Keadaan itu mengakibatkan calon-calon presiden yang “kalah”; lalu berubah pikiran
6. dengan ikut serta dalam pencalonan wakil presiden. Megawati melakukan itu, dengan
mencalonkan diri sebagai wakil presiden setelah dikalahkan dalam pemilihan presiden.
“Perubahan pikiran” itu mestinya mengurangi “kehormatan” Megawati yang dapat dinilai
hanya mau “cari tempat” saja.
Seharusnya MPR(dan para pimpinannya) digugat karena menyalahi ketentuan
UUD 1945, khususnya Pasal 6(2) dan Pasal 8. Dengan kata lain, pemilihan Gusdur dan
Megawati pada 21 Oktober 1999 yang lalu itu tidak absah secara hukum.

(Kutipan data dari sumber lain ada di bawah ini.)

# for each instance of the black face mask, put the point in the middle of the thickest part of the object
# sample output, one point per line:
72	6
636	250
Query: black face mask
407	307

Ketua Amien Rais yang berubah-ubah dalam kurun tahun 2000 ini. Amien
menyatakan sekiranya Gusdur harus mundur, maka Wakil Presiden Megawati tidak bisa
naik menggantikan Gusdur menjadi Presiden, karena Megawati tidak satu paket dengan
Gusdur. Pernyataan berikutnya mengatakan, bahwa kalau Husdur akhirnya tergusur dan
Megawati naik menjadi presiden, maka Amien siap menjadi wakil presidennya. Tentu
pernyataan Amien ini menunjukkan ketidaktahuannya tentang sikap seharusnya seorang
negarawan dalam bernegara. Kalau pertanyaannya yang pertama betul, maka tentu
pernyataanya yang kedua salah besar, dan sebaliknya.